Hydrogen-powered cars: the modern age
The idea of using hydrogen as an energy source dates back over two centuries, with practical automotive use first appearing in General Motors’ GM Electrovan in 1966. In subsequent decades, FCEVs were developed by other automakers, including BMW, Ford, and Mercedes-Benz.
The 2016 introduction (and limited sales) of the Toyota Mirai and Honda Clarity showed that FCEVs could become mainstream. Hyundai’s Nexo crossover followed in 2018. California consumers can get a Mirai and Nexo now (the Toyota is also available in Hawaii), but everyone else is out of luck.
Advancements continue with a BMW test fleet already under construction (and coming to the U.S.) and Honda promising a hydrogen-powered CR-V in 2024.
Infrastructure is the Achilles’ heel
It makes sense for conventional automakers to hedge their bets with FCEVs. Despite government efforts, EV adoption may not take off as planned. Plus, if hydrogen use grows, these companies will one-up Tesla.
Besides a lack of FCEVs on the market, the one critical factor holding back hydrogen is a virtually non-existent refueling infrastructure. According to the U.S. Department of Energy, California has the most (60) public and private hydrogen refueling stations, and Hawaii has two. A handful of other states have private stations, but nothing that could support wide-scale use. At this point, Toyota Miria owners can’t leave California.
Federal efforts to promote FCEVs
Recognizing that FCEV use would wither and die without a broader hydrogen infrastructure, the federal government incorporated supportive funding into the Inflation Reduction Act. $10 billion is allocated for the development of hydrogen production and storage facilities, $5 billion for the expansion of hydrogen refueling stations, and $1 billion for the development of hydrogen-powered vehicles. In addition, the measure provides tax credits for the production and use of hydrogen fuel cells. It also grants tax incentives for hydrogen produced from renewable and nuclear energy.

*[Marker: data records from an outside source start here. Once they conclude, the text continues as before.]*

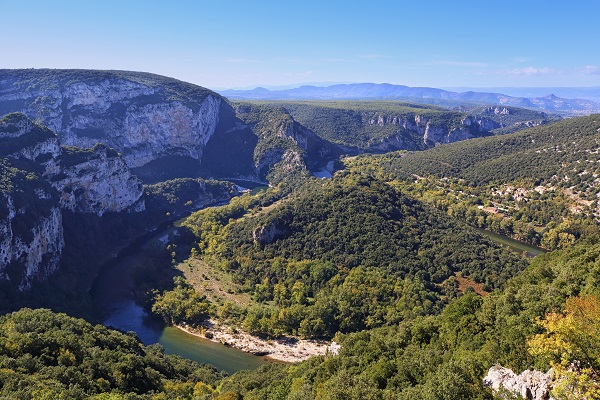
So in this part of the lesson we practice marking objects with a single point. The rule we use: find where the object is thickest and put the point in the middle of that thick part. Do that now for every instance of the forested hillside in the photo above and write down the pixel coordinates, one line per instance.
(342, 256)
(445, 356)
(539, 185)
(378, 126)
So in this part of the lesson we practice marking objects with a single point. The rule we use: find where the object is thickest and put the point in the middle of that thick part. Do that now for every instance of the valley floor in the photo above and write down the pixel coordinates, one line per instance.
(285, 350)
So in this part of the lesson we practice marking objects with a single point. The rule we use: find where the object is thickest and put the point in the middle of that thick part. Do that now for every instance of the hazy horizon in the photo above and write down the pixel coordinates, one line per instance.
(241, 44)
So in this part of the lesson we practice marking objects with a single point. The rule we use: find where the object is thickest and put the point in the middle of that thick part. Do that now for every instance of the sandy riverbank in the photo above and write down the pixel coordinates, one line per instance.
(286, 350)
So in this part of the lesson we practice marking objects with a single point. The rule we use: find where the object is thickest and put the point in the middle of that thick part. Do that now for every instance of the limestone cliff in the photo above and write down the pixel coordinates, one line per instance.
(433, 132)
(39, 179)
(31, 232)
(142, 116)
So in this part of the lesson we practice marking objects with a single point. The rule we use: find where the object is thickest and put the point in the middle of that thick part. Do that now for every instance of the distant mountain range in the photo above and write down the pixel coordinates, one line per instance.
(367, 91)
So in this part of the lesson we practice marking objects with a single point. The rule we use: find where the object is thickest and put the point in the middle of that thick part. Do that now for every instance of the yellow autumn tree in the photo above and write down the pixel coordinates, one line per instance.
(571, 345)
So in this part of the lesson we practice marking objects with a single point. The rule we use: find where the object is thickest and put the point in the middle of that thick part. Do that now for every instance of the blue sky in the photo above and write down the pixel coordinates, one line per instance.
(225, 44)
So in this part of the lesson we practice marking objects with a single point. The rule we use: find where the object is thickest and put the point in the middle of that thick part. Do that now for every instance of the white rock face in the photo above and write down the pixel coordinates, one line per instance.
(469, 128)
(528, 384)
(99, 184)
(38, 251)
(139, 120)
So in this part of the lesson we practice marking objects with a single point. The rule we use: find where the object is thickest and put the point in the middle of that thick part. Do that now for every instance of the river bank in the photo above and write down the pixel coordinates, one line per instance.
(287, 350)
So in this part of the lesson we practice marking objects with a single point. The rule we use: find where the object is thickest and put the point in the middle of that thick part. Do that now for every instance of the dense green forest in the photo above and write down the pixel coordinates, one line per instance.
(445, 356)
(339, 256)
(539, 185)
(366, 125)
(383, 258)
(45, 355)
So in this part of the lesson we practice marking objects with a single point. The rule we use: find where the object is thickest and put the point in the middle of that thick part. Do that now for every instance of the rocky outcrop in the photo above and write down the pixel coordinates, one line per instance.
(31, 232)
(96, 180)
(528, 384)
(432, 133)
(39, 179)
(143, 116)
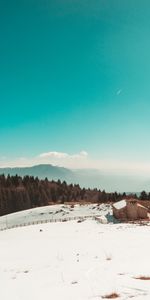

What the future holds for FCEVs
Allocating federal money for hydrogen fuel cells should ignite efforts that were once more about showcase than showroom. This is reinforced by the upcoming FCEV plans from BMW, Honda, and others. Importantly, new Toyota CEO Koji Sato says the company will continue hydrogen efforts while expanding its EV lineup.
But no matter how many automakers jump onto the FCEV bandwagon, nothing will happen until FCEV buyers (inside and outside California) have ready access to refueling stations. It’s the exact conversion with EVs.